Павло поудобнее выворачивает руку и начинает на месте передергиваться всем телом. Так кошка перебирает лапами, заслышав долгожданную возню у норы. Павло разгоняет кровь в онемевших руках и ногах. Он сжимает и разжимает пальцы, он весь в судорогах, в припадке воображаемого броска, он танцует немой и страшный танец перед чьей-то смертью: если опоздает на секунду, если подведут его застывшие мышцы — то своей, если он выпрыгнет из низины упругим мячом — то врага.
Шурка тоже слышал цок набойки и стук окованного приклада. Стало быть, наверху немец, вооруженный часовой, видно, тот, что один на пять местных постовых (десять столбов). Шурка плечом ощущает нетерпеливые движения товарища, танец его готовящегося к схватке тела. Шурка хватает Павла за руку и гнет ее к земле, пытаясь удержать. Павло молча, сдерживая дыхание, сопротивляется. Они лежат, извиваясь, прижавшись висками друг к другу. Разведчик быстро справился бы с приятелем, но он опасается поднимать шум.

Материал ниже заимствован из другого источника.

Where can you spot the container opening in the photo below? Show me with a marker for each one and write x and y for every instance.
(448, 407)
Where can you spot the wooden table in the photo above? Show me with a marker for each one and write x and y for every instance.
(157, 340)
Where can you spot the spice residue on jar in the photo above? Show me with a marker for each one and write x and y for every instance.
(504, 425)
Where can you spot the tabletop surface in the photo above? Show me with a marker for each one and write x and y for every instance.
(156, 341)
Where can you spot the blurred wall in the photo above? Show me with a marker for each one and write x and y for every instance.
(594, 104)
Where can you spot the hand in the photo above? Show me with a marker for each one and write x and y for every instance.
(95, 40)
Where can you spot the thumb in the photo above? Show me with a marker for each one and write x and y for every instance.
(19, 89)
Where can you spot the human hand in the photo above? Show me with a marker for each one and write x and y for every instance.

На насыпи снова постукивание тяжелых сапог, короткий тихий лязг заброшенной за спину винтовки. Шаги постепенно удаляются.
— Сдурел, падла? — в самое ухо Шурке втыкает Павло свои накалившиеся губы, слова падают угольками, как из совка в утюг.— Измену робишь? Саботаж разводишь, заячья порода, поповский сын? Теперь ждать, пока снова подойдет?
— Это ж немец,— шепчет Шурка в ответ.
— Х-ха! — выдыхает Павло.— А ты с кем воюешь, гад?
— Его сразу хватятся, немца. Вдруг патруль, дрезина? А рядом постовые из местных, по пять человек через немца. С ними сговоримся. Тихо будет.
— Ты откуда знаешь, что по пять?
— Читал. Документ.
— Х-ха…
— Они все точно исполняют, по бумаге.
— Х-ха…
Губы Павла остывают.
— Ладно…
— Только тихо, Паша. Свой-то свой… Да с перепугу ударит в рельсу… Надо через одного-двух постовых отползти, дальше от немца.
— Давай.
Они ползут вдоль насыпи в сторону, противоположную той, куда ушел часовой с винтовкой.
Павло осторожно выбрасывает вперед хваткие пальцы. Здесь нужно быть особенно внимательным. Под откосом валяется много бутылок и жестянок, выброшенных из воинских эшелонов. Лязг консервной банки или легкий звон стекла передадутся по туману во все концы полотна. Шурка ползет вплотную за товарищем, стараясь не отклоняться, то и дело утыкаясь лицом в грязные подошвы его сапог. На зубах скрипит земля. Ничего, он проглотит эту землю. Он проглотит и «падлу», и «поповского сына», лишь бы эта ночь завершилась удачей.